With 2015 now in the record books, a look back shows just how busy and…
Many students long to spend spring break on the beach, basking in the warmth of the sun. Others like to work on service projects. And some want to get a jump on job searches.
Jack King, director of student professional development for the college, has been bringing students to Pensacola for service trips for 22 years.
“It appeals to students who would like to do something for spring break and are not interested in the traditional spring break as party,” King says. “The idea of community service and at the same time staying on the beach is appealing to students.”
“I wanted to give back,” Booker says.
Stefani Jivkova, a senior psychology major, also wanted give back.
“I’ve always worked so much that I haven’t had the chance to volunteer,” she says. “I thought this would be nice.”
Teeanna Brisco wanted to do good. And the freshman sociology major also wasn’t crazy about heading home to Madison, Wis. for break.
“It sounded better than going farther north. And I wanted to meet some new people,” she says.
In all, eight NIU students traveled by van down to their base camp: a beach house on the Gulf shore of Santa Rosa Island, a barrier island across the bridge from Pensacola.
During the beginning of the week, students worked on projects for the Council on Aging of West Florida. They provided yard cleanup for senior citizens—trimming trees and bushes, hacking away at weeds and raking pine needles. Later in the week, they volunteered at The Retreat, a day care center for people with Alzheimer’s disease. Students socialized with the seniors, sharing snack time, making crafts and playing cards.
Interacting with the seniors gives students a perspective on aging they may be unfamiliar with. They also discover careers providing senior services.
“Students develop an inter-generational sensitivity. It gets them to think about age in a cool way,” King says.
In the evenings, students met with people who have used their educations in the humanities to develop successful careers. They included a juvenile probation officer, the owner of a management company for non-profits that serve people with disabilities, the communications and marketing director for the Council on Aging of West Florida and a crew leader for Habitat for Humanity.
“It’s an opportunity to show students how their own academic programs can relate to different careers,” King says.

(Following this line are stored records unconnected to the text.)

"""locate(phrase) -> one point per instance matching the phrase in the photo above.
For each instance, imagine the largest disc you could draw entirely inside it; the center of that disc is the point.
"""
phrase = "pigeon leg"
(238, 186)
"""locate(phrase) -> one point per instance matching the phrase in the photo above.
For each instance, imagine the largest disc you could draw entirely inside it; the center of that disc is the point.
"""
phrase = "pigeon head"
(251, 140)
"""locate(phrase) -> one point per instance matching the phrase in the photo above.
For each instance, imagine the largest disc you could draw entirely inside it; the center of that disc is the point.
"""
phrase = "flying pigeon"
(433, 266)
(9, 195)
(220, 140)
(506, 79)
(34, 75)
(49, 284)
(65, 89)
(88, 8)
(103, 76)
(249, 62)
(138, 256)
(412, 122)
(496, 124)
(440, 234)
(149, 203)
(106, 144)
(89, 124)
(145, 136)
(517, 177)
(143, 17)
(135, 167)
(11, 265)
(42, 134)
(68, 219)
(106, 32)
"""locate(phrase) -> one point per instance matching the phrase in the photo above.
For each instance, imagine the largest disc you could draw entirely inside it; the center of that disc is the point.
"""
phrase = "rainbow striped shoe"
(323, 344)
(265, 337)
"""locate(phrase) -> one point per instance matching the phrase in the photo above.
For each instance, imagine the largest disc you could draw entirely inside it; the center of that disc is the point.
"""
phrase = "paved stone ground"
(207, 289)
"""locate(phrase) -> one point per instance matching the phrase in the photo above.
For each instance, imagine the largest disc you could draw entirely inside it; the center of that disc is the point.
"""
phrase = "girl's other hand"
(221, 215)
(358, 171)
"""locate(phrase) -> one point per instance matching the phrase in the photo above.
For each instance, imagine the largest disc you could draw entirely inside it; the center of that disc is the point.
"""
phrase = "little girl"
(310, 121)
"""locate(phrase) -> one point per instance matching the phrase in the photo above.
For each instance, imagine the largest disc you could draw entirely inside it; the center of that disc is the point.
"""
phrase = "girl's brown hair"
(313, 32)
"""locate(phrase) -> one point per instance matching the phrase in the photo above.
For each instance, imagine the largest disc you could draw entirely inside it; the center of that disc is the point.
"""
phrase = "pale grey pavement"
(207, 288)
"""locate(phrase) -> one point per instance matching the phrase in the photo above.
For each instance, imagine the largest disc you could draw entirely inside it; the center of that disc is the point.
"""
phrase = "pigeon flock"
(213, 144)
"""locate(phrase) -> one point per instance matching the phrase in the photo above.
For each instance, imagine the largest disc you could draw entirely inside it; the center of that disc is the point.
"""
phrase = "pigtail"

Teri Schmidgall, a career counselor at NIU also attended the Pensacola trip. She spoke with the students about “unpacking your spring break” — how they can use the experience as part of their career story when seeking internships and their first professional jobs.
Students also got to enjoy some quality beach time. They jet skied, lounged on the white sand beaches, dined on local seafood and Krispy Kreme donuts and played games.
King says the students typically take away more than they expected. They see a different part of the country, and people whose culture, values and circumstances may be very different from their own.
He adds: “They say: ‘Wow . . . these are people who are genuinely polite and happy for us to be here.’ ”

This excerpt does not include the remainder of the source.